B.C. rescinds environmental assessment exemption
Government flip flops, admits it failed to consult First Natons
In a stunning about-face, Environment Minister Mary Polak has rescinded the environmental assessment exemption for prospective sweet natural gas processing plants and all-season ski resorts only a day after it was announced.
The word from my elders is you treat people kind. You treat them with respect even when they're stabbing you in the back- Fort Nelson First Nations' Chief Sharleen Gale
In a written statement, Polak acknowledges First Nations were not adequately consulted about the proposed change prior to her Tuesday announcement.
The order would have exempted prospective year-round ski resorts and new sweet natural gas plants in B.C. from the Environmental Assessment process.
Polak said the decision was made in order to eliminate the duplication created by a similar environmental assessment process within the Ministry of Forests and Lands.
First Nations reacted angrily to Tuesday's announcement.
Union of B.C. Indian Chiefs Grand Chief Stewart Philip said the government had "effectively declared war on all BC First Nations and jeopardized all LNG discussions throughout the entire Province of BC."
He branded the decision, "a stunningly stupid move."

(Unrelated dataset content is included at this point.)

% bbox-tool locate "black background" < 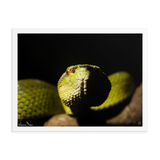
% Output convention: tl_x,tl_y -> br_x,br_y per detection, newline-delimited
18,34 -> 142,86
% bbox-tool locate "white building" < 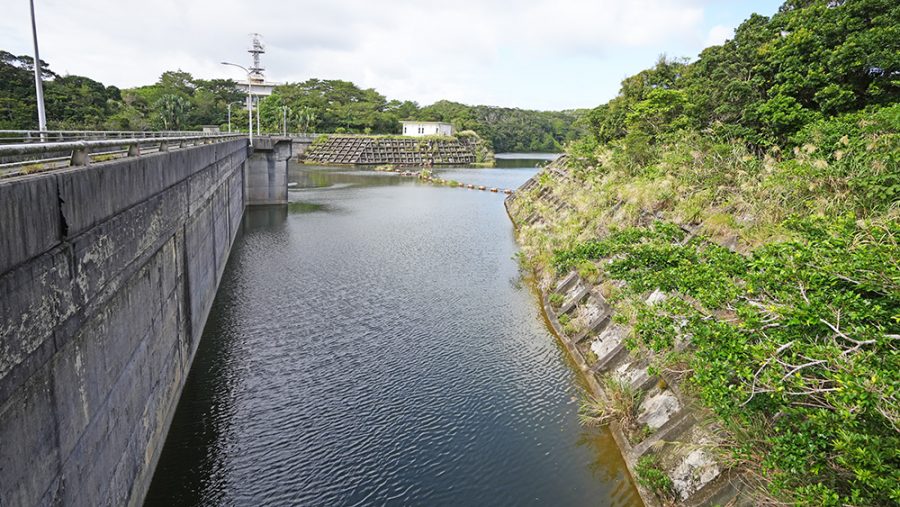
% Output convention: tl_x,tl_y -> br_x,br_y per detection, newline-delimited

In Fort Nelson, First Nations drummed the government and industry out of a Liquid Natural Gas (LNG) conference following an impassioned speech from Fort Nelson Chief Sharleen Gale.
"The word from my elders is it doesn't matter how they treat you," she told the conference from the podium.

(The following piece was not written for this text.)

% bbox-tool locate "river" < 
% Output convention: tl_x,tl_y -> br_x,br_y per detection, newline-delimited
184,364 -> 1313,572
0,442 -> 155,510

"You treat people kind. You treat them with respect even when they're stabbing you in the back. So I respectively ask government to please remove yourself from the room."
Shortly after government officials left, the industry was also asked to leave.

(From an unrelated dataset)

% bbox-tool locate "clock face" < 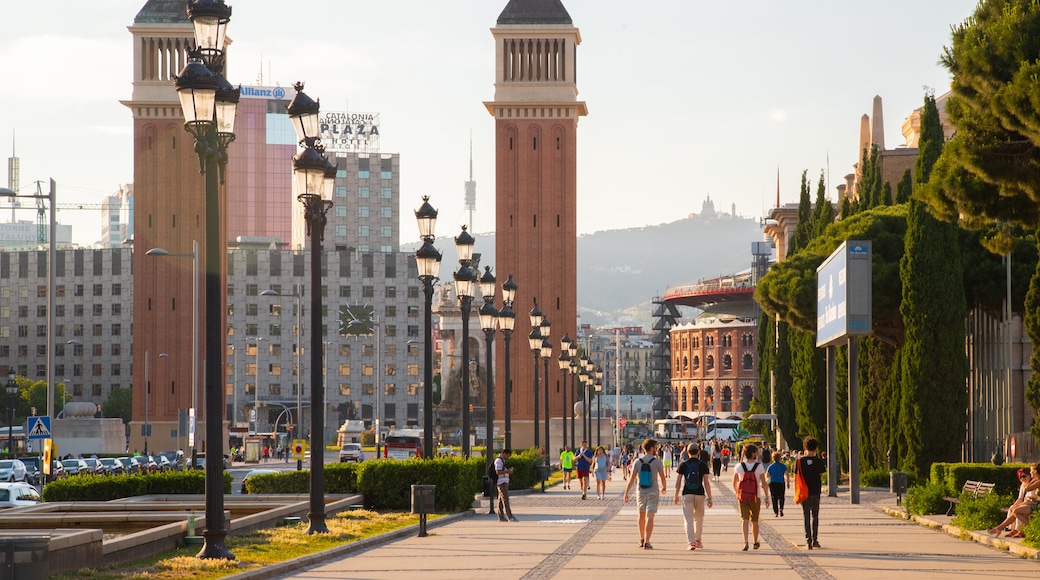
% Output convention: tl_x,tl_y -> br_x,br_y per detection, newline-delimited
339,304 -> 375,337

In her statement, Polak apologizes for the oversight.
"I would like to acknowledge First Nations' concerns about amendments to the Reviewable Projects Regulation under the Environmental Assessment Act. Our government apologizes for failing to discuss the amendment with First Nations prior to its approval."
Polak says the government will not proceed with the regulatory change until First Nations have been consulted. She says the Canadian Association of Petroleum Producers has also been made aware of the decision.